The changing composition of share ownership, weak shareholder oversight, and the growing complexity of remuneration, has also contributed to poor alignment between executives, shareholders and the company. This in turn has driven high and unjustifiable levels of executive pay, a contributor to inequality. FTSE 100 CEOs were paid 183 times the average worker in 2014, up from 160 times in 2010, and around 50 times in the mid-1990s, with no consistent relationship to firm performance.
The over-representation of shareholder interest and under-representation of other key interests in the constitution of the firm, particularly workers, means that only a narrow range of interests are constitutionally represented and given voice within the governance of the firm. Indeed, the UK ranks alongside Lithuania at the bottom of the EU-27 on how well it does in formally guaranteeing workers representation within corporate governance. Low levels of participation rights and voice in turn contribute towards the UK’s poor productivity performance, particularly relative to more stakeholder-orientated models of corporate governance such as Germany, the Netherlands and Sweden.
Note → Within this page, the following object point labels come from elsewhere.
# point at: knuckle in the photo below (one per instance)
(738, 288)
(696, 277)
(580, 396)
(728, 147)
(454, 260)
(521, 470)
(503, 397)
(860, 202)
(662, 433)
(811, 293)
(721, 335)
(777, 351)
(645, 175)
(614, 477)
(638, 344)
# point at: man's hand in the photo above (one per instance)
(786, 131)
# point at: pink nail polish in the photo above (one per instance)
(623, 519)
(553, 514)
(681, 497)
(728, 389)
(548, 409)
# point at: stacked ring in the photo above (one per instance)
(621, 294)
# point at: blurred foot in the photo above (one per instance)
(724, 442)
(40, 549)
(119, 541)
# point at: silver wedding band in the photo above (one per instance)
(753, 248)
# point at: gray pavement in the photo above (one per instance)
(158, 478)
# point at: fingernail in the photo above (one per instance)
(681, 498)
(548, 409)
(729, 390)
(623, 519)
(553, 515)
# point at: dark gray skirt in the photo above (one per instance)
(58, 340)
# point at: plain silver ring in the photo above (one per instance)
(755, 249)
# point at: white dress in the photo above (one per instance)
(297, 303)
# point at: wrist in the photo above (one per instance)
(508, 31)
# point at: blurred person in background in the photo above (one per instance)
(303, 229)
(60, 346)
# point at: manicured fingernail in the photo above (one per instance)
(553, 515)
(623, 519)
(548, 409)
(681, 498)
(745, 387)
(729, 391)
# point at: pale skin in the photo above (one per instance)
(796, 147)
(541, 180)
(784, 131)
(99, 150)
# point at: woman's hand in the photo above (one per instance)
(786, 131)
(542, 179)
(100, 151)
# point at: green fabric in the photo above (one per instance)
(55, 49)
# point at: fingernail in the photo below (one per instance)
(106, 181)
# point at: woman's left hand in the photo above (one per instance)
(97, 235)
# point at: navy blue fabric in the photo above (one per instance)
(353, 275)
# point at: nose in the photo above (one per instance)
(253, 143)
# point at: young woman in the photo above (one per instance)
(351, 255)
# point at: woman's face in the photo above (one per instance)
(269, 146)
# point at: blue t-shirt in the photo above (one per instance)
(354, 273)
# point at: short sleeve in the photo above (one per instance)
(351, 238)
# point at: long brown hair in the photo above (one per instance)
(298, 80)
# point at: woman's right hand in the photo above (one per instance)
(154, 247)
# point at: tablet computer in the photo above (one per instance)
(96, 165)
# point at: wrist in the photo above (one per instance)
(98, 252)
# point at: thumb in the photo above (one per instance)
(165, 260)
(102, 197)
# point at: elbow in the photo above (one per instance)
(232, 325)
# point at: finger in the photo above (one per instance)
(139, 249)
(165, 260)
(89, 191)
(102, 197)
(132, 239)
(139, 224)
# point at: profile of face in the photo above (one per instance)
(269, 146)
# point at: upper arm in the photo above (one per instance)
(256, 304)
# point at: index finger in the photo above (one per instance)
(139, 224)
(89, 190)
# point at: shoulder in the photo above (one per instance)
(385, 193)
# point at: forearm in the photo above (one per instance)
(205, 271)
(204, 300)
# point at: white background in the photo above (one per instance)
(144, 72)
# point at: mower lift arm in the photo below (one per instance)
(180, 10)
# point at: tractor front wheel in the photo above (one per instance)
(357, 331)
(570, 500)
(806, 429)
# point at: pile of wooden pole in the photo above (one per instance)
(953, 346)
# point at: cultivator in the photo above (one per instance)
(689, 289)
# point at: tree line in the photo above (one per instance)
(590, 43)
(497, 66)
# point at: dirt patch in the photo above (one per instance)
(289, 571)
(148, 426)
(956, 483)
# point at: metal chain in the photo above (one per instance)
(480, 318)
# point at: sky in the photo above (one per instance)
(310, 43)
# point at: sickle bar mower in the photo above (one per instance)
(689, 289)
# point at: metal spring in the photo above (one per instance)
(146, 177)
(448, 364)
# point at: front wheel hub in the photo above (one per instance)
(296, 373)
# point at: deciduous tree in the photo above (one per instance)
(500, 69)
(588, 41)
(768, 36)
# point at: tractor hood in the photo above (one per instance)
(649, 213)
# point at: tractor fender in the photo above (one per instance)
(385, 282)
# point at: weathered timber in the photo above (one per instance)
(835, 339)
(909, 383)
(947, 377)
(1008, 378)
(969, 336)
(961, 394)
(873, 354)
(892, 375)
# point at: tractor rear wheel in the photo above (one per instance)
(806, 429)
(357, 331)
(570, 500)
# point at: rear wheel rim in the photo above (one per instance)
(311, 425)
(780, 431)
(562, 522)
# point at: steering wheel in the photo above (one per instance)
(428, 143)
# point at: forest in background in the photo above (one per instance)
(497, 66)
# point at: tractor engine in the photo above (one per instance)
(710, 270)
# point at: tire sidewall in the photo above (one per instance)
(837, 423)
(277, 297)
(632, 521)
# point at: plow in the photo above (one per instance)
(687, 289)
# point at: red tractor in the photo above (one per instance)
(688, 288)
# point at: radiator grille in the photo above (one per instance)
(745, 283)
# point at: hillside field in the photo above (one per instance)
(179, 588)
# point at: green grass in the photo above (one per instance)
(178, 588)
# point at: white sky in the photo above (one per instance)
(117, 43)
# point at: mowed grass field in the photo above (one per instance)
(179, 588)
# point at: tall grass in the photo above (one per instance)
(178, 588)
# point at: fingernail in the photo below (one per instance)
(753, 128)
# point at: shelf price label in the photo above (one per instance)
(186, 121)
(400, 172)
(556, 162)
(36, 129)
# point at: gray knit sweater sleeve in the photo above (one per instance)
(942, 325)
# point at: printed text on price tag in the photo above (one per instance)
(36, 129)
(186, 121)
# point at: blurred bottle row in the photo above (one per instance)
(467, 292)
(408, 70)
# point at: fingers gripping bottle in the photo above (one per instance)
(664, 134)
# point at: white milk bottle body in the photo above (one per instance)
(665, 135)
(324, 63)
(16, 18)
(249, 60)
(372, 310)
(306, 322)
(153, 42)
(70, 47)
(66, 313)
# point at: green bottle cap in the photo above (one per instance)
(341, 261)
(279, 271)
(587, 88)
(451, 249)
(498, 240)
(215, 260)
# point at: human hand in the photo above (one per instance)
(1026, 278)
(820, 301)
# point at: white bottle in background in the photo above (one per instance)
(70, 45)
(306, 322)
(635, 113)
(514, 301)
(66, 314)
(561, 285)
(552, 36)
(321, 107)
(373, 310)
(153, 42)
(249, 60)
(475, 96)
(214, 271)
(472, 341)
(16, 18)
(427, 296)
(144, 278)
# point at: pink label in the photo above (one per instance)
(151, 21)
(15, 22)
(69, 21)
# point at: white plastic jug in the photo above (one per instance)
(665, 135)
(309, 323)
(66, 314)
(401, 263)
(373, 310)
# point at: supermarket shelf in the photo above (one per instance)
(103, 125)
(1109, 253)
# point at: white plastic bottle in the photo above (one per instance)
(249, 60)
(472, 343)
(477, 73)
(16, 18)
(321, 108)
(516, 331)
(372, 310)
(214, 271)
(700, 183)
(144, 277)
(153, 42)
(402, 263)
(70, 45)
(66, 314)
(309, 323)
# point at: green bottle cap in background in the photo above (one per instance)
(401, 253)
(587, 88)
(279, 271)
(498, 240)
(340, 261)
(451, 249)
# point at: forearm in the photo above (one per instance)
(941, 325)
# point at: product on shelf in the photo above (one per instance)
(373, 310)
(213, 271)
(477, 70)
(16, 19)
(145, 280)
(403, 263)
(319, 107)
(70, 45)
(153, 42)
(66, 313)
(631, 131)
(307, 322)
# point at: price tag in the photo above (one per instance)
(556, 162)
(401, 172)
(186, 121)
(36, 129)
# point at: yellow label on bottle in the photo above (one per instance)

Yet if a firm is not ‘owned’ by its shareholders, control rights should not be the sole province of shareholders, nor should the company be run only in their interests. A key argument underpinning shareholder primacy – that shareholders own companies and therefore should be run for them – is flawed. Instead, it points to the need for other key stakeholders who contribute to the nexus of relationships that constitute the company to have voice within decision making and for their interests to be meaningfully represented.
This suggests that corporate governance reform should have three aims: to reform company purpose to promote purposeful, long-term orientated businesses; to create new structures for meaningful stakeholder interest representation and voice to shape company decision-making, particularly workers, to complement shareholder interest; and to introduce new institutional mechanisms of oversight and enforcement to ensure companies are held to account. Taken together, reform should challenge shareholder primacy, significantly broadening who is represented and how within UK corporate governance, while incentivising better, more purposeful company performance.
If that is to happen, the debate needs to start with a recognition that many of the arguments underpinning shareholder primacy are flawed in principle and faulty in practice.